2 de junio de 2020

Reflexiones sobre la Palabra. Migaja 73

“¡Ánimo! Que soy yo; no temáis” (73)

La acedia en nuestro vino

 

Queridos hermanos:

 

Las características que desarrollábamos en la migaja anterior nos hablan de la acedia, que según el Catecismo de la Iglesia Católica es una pereza espiritual que llega a rechazar el gozo que viene de Dios y a sentir horror por el bien divino (nº 2094). Es una especie de aspereza o de desabrimiento debidos al relajamiento de la ascesis, al descuido de la vigilancia, a la negligencia del corazón (nº 2733). Y también: “es una forma de depresión debida al relajamiento de la ascesis y que lleva al desaliento.” (nº 2755). Lo mismo que le ocurre al vino le ocurre a la persona en la vida espiritual.

 

El Papa Francisco retrató la acedia en su Exhortación Apostólica Evangelii Gaudium. La acedia provoca personas desilusionadas “con la realidad, con la Iglesia o consigo mismos (…) Llamados a iluminar y a comunicar vida, finalmente se dejan cautivar por cosas que sólo generan oscuridad y cansancio interior, y que apolillan el dinamismo apostólico” (Evangelii Gaudium nº 83). El avinagramiento hace que aparezca el “descontento crónico, por una acedia que le seca el alma” (Evangelii Gaudium nº 277). Nos convierte en “pesimistas quejosos y desencantados con cara de vinagre” (Evangelii Gaudium nº 85). “Muchos caen en él y se convierten en seres resentidos, quejosos, sin vida” (Evangelii Gaudium nº 2). Se da más de lo que pensamos un cierto estado de aburrimiento, disgusto, contrariedad de dejar lo que uno tenía antes del confinamiento, abatimiento, desánimo, languidez, sopor, indolencia, adormecimiento, somnolencia, pesadez, tanto del cuerpo como del alma, insatisfacción vaga y generalizada en la que uno no siente gusto por nada, todo lo encuentra soso, insípido y uno deja de esperar algo de la vida. Aparecen la inquietud, la ansiedad, el disgusto (cf. Jean Claude Larchet. Terapéutica de las enfermedades espirituales. Ed.

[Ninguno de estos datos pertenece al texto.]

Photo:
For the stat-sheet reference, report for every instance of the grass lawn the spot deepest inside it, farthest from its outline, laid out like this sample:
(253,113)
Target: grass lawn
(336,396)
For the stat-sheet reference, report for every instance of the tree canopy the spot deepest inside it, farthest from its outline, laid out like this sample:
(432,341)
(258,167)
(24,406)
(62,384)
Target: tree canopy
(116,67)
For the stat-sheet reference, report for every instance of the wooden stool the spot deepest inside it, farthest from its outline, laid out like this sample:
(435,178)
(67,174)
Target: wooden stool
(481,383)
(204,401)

Sígueme. Salamanca. 2016. Pág 187ss).

 

¿La causa? El Papa habla de tres: El individualismo, una crisis de identidad y una caída del fervor. Son tres males que se alimentan entre sí (Evangelii Gaudium nº 78).

 

Es necesario el Espíritu Santo, que procede del Padre y del Hijo. El Espíritu Santo no recibe “oxígeno” de otra procedencia. Espíritu Puro y Santo, verdadero alcohol de nuestras almas, que hizo parecer borrachos, a primeras horas de la mañana, a los discípulos el día de Pentecostés, de los que la gente decía: “¡Están llenos de mosto!” (cf. Hechos de los apóstoles 2, 12). Espíritu del Amor y la Comunión (ver 1 Corintios 12, 12-13), Espíritu humilde que no hace sino colocar al otro como protagonista: al Padre, al Hijo… y a ti, pues su obra en ti, secundada por ti, redunda en mérito tuyo (ver 1 Corintios 15,9-10).

 

El Espíritu Santo es el que extrae con su gracia el oxígeno a nuestros odres para que no se avinagren. Es el que nos permite guardar el precioso depósito, el vino nuevo (ver 2 Timoteo 1, 9-14). Es más, es el que “hace rejuvenecer a la Iglesia por la virtud del Evangelio, la renueva constantemente y la conduce a la unión consumada con su Esposo” (Concilio Vaticano II. Lumen Gentium 4). Pidamos el Espíritu Santo, Guardián Santo y rejuvenecedor de nuestra vida.